Marquand-Zion R-Vi operates 2 public schools serving 125 students, placing it among the smaller districts in Missouri. The school portfolio breaks down into 2 other schools, giving families a clear picture of grade-band coverage before they move, rent, or enrol. Aggregated across those campuses, enrollment totals 128 pupils using the NCES Common Core of Data (CCD) 2024-25 release, and the district is geographically located in Madison County County.
Per-pupil expenditure runs $19,262 according to the NCES F-33 School District Finance Survey, which aggregates every revenue and spending line reported under federal accounting standards. The funding mix is 30.6% local, 34.9% state, and 34.5% federal — a breakdown that matters because districts leaning heavily on local revenue are more exposed to property-tax swings, while higher federal shares typically track Title I concentration. Average teacher compensation clocks in at $102,049 per NCES F-33, a signal of the district's ability to recruit and retain staff against neighbouring districts.
a 256:1 student-counselor ratio, above the 250:1 ASCA recommendation, and 15.0% chronic absenteeism from the 2021-22 Civil Rights Data Collection. Demographically, the student body averages 93.3% White, 3.7% African American, 2.1% Hispanic or Latino across the district's schools.

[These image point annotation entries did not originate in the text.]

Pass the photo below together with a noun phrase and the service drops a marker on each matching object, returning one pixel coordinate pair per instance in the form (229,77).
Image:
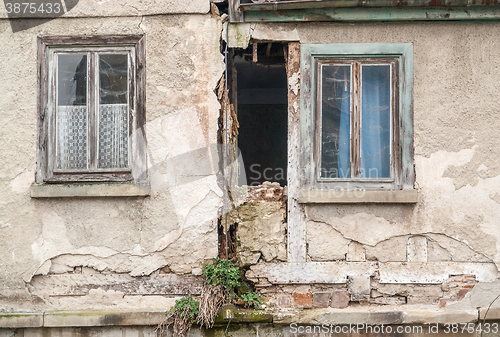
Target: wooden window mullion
(356,122)
(93,86)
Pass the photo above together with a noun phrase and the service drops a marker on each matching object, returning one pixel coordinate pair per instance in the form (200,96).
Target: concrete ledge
(401,314)
(99,318)
(376,316)
(21,320)
(88,190)
(354,197)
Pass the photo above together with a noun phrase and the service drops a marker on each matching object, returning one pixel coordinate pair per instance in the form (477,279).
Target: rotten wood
(296,240)
(89,177)
(91,45)
(42,145)
(356,121)
(234,11)
(255,48)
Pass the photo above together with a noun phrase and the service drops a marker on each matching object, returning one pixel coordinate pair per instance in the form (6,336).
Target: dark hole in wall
(231,239)
(262,113)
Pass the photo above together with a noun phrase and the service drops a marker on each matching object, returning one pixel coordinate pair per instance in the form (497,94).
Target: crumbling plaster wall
(176,225)
(455,126)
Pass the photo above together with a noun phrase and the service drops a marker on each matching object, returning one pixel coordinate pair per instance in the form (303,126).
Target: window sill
(356,197)
(88,190)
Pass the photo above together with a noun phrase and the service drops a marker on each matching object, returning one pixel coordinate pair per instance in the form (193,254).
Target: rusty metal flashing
(373,14)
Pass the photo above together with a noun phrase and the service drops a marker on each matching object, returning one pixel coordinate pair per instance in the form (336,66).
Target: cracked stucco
(176,226)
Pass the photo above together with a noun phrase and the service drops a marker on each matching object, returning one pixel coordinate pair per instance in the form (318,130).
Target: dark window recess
(262,113)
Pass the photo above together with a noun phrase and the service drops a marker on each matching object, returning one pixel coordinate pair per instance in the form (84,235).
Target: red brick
(340,299)
(303,300)
(321,299)
(461,293)
(285,301)
(268,290)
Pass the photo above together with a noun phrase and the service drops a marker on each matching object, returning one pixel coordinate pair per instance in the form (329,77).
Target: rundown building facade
(361,163)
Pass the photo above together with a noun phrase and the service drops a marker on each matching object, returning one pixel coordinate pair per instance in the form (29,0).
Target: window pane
(335,121)
(376,121)
(113,111)
(71,137)
(113,78)
(72,79)
(71,112)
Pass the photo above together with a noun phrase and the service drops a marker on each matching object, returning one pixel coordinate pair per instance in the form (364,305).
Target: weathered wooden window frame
(401,55)
(134,46)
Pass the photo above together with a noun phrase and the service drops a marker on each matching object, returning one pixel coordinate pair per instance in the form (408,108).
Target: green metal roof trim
(372,11)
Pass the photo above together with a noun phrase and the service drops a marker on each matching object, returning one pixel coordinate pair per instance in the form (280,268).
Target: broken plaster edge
(389,272)
(354,197)
(88,190)
(385,314)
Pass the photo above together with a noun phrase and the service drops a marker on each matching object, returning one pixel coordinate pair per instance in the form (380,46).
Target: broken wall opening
(261,86)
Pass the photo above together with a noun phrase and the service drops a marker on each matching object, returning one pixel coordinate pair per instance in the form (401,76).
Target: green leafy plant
(217,274)
(221,272)
(187,309)
(252,300)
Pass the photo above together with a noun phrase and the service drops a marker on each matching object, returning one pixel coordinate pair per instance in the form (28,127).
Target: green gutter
(389,14)
(287,5)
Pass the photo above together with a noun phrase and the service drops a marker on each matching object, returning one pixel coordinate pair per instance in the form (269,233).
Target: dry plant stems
(182,316)
(212,299)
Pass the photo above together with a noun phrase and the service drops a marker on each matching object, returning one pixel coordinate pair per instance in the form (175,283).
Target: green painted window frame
(310,53)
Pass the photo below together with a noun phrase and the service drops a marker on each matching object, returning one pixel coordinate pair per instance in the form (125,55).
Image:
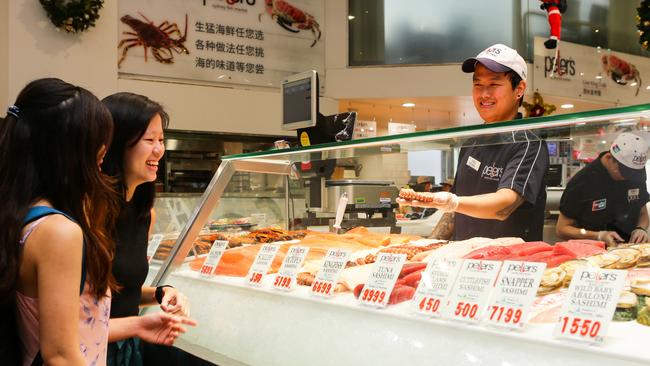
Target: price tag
(434,288)
(514,294)
(590,304)
(286,278)
(471,291)
(261,264)
(330,272)
(382,279)
(153,245)
(213,258)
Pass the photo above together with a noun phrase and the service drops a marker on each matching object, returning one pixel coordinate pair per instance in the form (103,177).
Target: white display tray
(240,325)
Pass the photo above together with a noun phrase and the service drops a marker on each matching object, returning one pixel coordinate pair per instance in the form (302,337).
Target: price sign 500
(581,327)
(466,310)
(373,296)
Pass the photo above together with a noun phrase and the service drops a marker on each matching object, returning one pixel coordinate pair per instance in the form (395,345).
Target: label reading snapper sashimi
(382,279)
(213,258)
(330,272)
(471,291)
(286,278)
(590,304)
(261,264)
(435,285)
(514,293)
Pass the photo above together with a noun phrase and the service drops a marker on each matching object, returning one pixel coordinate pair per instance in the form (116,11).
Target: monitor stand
(336,127)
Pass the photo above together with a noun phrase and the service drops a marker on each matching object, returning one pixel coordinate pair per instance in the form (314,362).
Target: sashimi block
(557,260)
(483,253)
(529,248)
(597,243)
(577,250)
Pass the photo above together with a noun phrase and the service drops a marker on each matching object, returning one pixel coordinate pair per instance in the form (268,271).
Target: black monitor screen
(552,148)
(297,103)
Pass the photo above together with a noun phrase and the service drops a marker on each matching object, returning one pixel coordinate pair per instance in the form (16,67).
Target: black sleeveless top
(130,265)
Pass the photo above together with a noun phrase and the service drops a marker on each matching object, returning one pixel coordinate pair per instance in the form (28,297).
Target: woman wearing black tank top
(132,160)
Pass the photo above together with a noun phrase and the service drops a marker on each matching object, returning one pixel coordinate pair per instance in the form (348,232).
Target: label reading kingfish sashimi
(213,258)
(328,276)
(286,278)
(381,281)
(514,293)
(153,245)
(261,264)
(435,285)
(471,291)
(590,304)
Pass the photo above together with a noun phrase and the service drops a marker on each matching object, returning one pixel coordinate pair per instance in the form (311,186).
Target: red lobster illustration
(290,17)
(158,38)
(621,71)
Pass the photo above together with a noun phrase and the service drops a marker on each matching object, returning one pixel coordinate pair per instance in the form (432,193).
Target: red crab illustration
(159,38)
(291,18)
(621,71)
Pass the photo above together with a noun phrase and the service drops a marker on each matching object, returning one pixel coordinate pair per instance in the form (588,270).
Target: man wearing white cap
(499,186)
(606,199)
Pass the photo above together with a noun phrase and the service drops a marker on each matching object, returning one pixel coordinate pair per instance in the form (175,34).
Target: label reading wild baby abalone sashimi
(286,278)
(261,264)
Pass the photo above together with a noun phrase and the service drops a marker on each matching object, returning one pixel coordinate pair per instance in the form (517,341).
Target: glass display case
(250,257)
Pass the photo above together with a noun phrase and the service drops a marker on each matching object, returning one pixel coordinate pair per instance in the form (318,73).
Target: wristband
(160,292)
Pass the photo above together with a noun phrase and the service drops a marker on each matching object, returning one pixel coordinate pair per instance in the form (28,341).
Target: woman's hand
(174,302)
(162,328)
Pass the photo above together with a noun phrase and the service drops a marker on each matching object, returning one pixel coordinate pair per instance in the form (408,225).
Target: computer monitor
(300,100)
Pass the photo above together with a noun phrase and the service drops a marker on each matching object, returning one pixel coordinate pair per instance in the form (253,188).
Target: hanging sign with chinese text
(252,42)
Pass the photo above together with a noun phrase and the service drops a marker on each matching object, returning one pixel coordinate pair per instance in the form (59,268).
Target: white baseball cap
(631,151)
(498,58)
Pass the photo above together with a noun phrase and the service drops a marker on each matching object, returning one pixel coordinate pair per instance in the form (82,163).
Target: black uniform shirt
(597,202)
(516,161)
(130,266)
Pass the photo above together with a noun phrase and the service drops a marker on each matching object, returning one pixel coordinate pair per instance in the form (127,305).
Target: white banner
(591,73)
(254,42)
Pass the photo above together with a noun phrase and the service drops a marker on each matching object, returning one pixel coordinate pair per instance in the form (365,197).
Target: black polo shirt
(517,161)
(598,202)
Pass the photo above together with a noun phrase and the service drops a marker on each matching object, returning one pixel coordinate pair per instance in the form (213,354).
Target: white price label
(330,272)
(381,281)
(286,278)
(435,285)
(213,258)
(261,264)
(471,292)
(590,304)
(153,245)
(514,294)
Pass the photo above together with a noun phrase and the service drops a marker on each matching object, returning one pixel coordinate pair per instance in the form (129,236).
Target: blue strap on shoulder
(36,213)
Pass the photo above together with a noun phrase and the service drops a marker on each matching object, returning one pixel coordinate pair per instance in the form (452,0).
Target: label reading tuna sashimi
(213,258)
(330,272)
(382,279)
(153,245)
(286,278)
(433,291)
(471,291)
(514,293)
(261,264)
(590,304)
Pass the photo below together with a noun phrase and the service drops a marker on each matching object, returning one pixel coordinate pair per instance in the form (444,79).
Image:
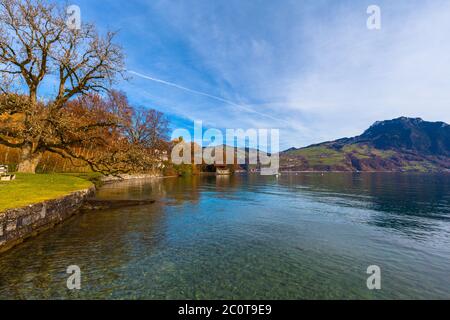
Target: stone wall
(16,225)
(122,177)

Marquand Elem. accounts for 56.3% of all Marquand-Zion R-Vi student enrollment
That concentration — well above the 8.4% national median for largest-entity share — means Marquand-Zion R-Vi-wide averages can mask substantial variation outside the dominant entity. Grade band: other. A single dominant campus often anchors a district's program offerings and staffing patterns; the share helps explain why district-wide averages may not reflect the typical neighbourhood-school experience. When one entity dominates a region's footprint, its programmatic and budget decisions effectively set policy for a majority of the affected population.
Marquand-Zion R-Vi has higher-than-average Title I eligibility — 95.2% of the population qualifies for free or reduced-price lunch
free or reduced-price lunch eligibility is the federal threshold for Title I funding allocations, established under the Every Student Succeeds Act (ESSA, 2015). Areas above 75% eligibility — including this one — receive concentration grants on top of the basic Title I formula. Regions with eligibility this high typically draw a substantially larger federal funding share relative to their local tax base, which can either offset or reinforce existing gaps depending on allocation policy.
Marquand-Zion R-Vi student-counselor ratio is 256:1 — near the typical range (US average ~408) — within the typical range for U.S. public districts
student-counselor ratio is the simplest comparative metric but it does not capture the full picture: the ratio counts FTE counselors against total enrollment — districts that contract intervention or social-emotional staff outside the counselor classification may be under-counted Variation between sub-units within Marquand-Zion R-Vi is typically wider than the Marquand-Zion R-Vi-aggregate figure suggests.
Marquand-Zion R-Vi chronic absenteeism rate is 15.0% — near the typical range (US average ~28) — aligned with the national post-pandemic baseline of roughly 28% chronic absenteeism
chronic absenteeism rate is the simplest comparative metric but it does not capture the full picture: a student is chronically absent if they miss ≥10% of enrolled days for any reason — illness, family obligations, or disengagement Variation between sub-units within Marquand-Zion R-Vi is typically wider than the Marquand-Zion R-Vi-aggregate figure suggests.